Mr. Lockhart's sentence violates [the jury trial right] in two clear ways. First, Alabama judges can override jury-determined life sentences only if they judicially find sufficient facts to support the override—a remarkably clear-cut Apprendi violation. If a trial court's factual findings are insufficient to support a death sentence, the Alabama Supreme Court will reverse and order entry of life without parole…. Alabama trial courts are further empowered to make these findings "based upon information known only to the trial court and not to the jury, when such information can properly be used to undermine a mitigating circumstance." Carroll v. State, 852 So. 2d 833, 836 (Ala. 2002). Mr.
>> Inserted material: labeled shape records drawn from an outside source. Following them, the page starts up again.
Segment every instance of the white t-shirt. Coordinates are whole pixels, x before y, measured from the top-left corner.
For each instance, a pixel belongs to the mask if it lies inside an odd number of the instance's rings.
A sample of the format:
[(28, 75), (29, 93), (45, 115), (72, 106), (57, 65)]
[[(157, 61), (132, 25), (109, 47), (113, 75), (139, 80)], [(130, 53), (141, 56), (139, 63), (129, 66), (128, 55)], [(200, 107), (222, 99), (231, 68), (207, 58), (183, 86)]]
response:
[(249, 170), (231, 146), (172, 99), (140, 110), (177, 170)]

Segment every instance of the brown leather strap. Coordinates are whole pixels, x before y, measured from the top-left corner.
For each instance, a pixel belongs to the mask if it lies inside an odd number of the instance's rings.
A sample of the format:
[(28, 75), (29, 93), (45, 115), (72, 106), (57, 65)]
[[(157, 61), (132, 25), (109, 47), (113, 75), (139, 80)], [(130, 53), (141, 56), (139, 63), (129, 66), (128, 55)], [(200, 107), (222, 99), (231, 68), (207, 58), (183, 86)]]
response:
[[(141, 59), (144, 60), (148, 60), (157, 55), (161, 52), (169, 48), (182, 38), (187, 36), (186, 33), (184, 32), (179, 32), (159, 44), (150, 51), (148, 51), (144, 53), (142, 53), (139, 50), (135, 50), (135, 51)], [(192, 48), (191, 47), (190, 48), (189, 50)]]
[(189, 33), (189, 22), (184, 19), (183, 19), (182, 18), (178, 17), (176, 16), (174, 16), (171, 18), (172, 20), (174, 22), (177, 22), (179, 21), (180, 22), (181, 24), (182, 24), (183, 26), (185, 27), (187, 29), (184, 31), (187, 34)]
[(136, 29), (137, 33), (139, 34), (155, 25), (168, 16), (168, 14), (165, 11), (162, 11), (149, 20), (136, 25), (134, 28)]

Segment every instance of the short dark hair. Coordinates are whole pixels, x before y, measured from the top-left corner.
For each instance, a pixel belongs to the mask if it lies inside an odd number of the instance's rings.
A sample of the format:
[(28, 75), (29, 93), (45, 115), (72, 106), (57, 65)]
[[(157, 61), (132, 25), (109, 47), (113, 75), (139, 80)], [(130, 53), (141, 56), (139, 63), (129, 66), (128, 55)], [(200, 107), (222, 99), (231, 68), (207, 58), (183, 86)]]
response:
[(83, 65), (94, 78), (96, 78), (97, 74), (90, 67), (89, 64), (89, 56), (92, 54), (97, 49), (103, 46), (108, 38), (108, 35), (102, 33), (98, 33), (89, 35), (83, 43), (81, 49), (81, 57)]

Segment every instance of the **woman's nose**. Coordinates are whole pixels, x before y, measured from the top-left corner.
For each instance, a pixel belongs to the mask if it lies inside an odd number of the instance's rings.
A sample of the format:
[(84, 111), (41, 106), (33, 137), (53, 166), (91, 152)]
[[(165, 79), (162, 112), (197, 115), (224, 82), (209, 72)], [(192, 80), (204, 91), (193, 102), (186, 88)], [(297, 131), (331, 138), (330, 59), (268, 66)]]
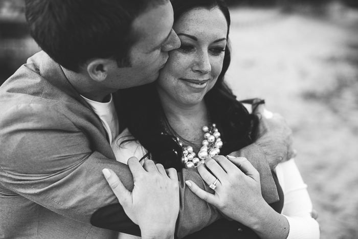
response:
[(208, 74), (211, 71), (211, 64), (207, 52), (198, 53), (199, 55), (193, 64), (194, 71), (200, 72), (203, 74)]

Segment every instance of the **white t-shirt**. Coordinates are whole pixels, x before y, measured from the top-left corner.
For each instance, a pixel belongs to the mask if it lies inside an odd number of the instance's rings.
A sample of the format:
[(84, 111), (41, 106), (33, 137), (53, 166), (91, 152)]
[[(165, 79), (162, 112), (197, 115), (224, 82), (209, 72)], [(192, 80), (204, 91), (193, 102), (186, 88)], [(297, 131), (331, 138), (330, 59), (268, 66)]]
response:
[(92, 107), (95, 113), (98, 116), (102, 123), (108, 133), (109, 143), (112, 147), (112, 142), (119, 135), (119, 121), (117, 114), (115, 103), (113, 102), (112, 94), (109, 102), (102, 103), (87, 99), (82, 96), (84, 100)]

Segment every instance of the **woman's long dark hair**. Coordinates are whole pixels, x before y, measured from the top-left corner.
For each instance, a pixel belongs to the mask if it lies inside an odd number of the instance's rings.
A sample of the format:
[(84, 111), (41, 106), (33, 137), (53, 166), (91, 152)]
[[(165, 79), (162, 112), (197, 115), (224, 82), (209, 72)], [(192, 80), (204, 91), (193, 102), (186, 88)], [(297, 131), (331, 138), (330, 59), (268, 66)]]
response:
[[(217, 8), (221, 11), (230, 25), (229, 9), (223, 0), (172, 0), (174, 22), (185, 12), (195, 8), (208, 9)], [(230, 63), (230, 50), (228, 44), (225, 49), (222, 70), (213, 88), (204, 99), (212, 122), (217, 124), (223, 146), (221, 155), (242, 148), (252, 143), (256, 137), (258, 118), (250, 114), (224, 81), (224, 76)], [(163, 134), (163, 122), (166, 117), (162, 106), (156, 83), (118, 91), (117, 111), (124, 116), (123, 123), (129, 132), (151, 154), (152, 159), (161, 163), (165, 168), (174, 167), (180, 170), (182, 148), (176, 137)]]

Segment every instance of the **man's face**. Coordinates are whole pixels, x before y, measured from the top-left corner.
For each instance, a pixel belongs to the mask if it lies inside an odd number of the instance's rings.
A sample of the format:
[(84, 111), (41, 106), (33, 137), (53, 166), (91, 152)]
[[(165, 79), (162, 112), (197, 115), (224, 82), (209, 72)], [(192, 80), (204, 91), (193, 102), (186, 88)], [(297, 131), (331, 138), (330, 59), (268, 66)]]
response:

Lockhart's sentencing judge thus made nearly twenty pages of judicial fact-findings—seven based on facts not known to the jury—and concluded that "had the jury been aware of the additional facts known to the Court, their sentencing recommendation would likely have differed." Those findings were "necessary for imposition of the death penalty" and thus violated the Sixth Amendment. Ring v. Arizona, 536 U.S. 584, 609 (2002).

Second, individuals are eligible for the death penalty under Alabama law only if the "aggravating factors … outweigh the mitigating circumstances." Here, the jury unanimously found that they do not. That should have been the end of the matter, since imposing any greater punishment required the judge to make a contrary finding. After all, "the fundamental meaning of the jury-trial guarantee of the Sixth Amendment is that all facts essential to imposition of the level of punishment that the defendant receives … must be found by the jury beyond a reasonable doubt." Ring, 536 U.S. at 610 (Scalia, J., concurring).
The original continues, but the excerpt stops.